1. Machado MVL, Tynan MJ, Curry PVL et.al. Fetal complete heart block. Br Heart J 1988;60:512-515.
2. Schmidt KG, Ulmer HE, Silverman NH et.al. Perinatal outcome of fetal complete atrioventricular block: a multicenter experience. J Am Coll Cardiol 1991;17:1360-1366.
3. Chamiedes L, Truex RC, Vetter V et.al. Association of maternal systemic lupus erythematosus with congenital complete heart block. N Engl J Med 1977;297:1204-1207.
4. Scott JS, Maddison PJ, Taylor PV et.al. Connective tissue disease, antibodies to ribonucleoprotein and congenital heart block. N Engl J Med 1983;309:209-212.

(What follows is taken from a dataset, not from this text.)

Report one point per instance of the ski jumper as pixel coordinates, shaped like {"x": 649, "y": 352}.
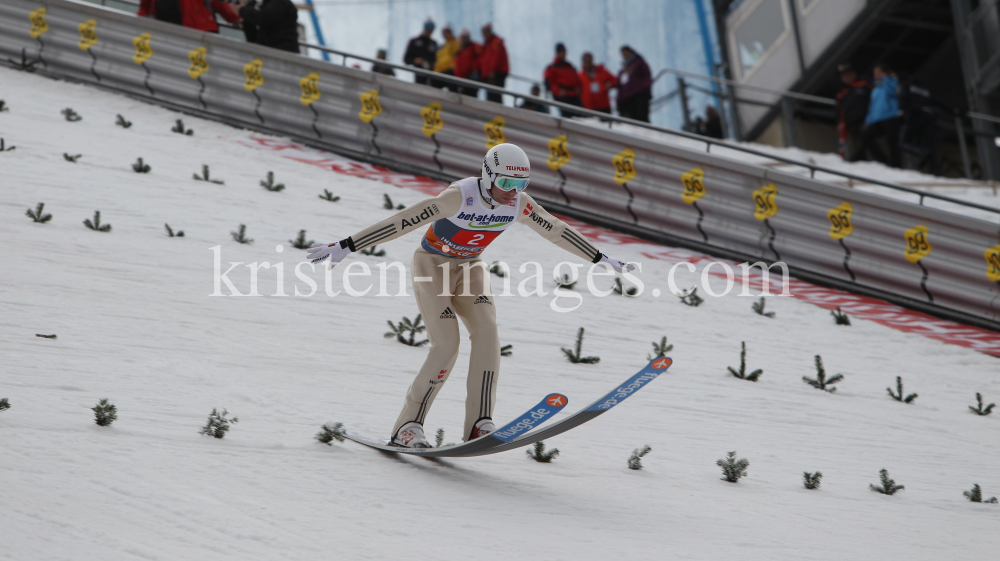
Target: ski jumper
{"x": 451, "y": 282}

5. Taylor PV, Scott JS, Gerlis LM et.al. Maternal antibodies against fetal cardiac antigens in congenital complex heart block. N Engl J Med 1986;315:667-672.
6. Lee LA, Coulter S, Erner S et.al. Cardiac immunoglobulin deposition in congenital heart block associated with maternal anti-Ro antibodies. Am J Med 1987;83:793-796.
7. Horsfall AC, Venables PJW, Taylor PV et.al. Ro and LA antigens and maternal autoantibody idiotype in the surface of myocardial fibres in congenital heart block. J Autoimmun 1991;4:165-176.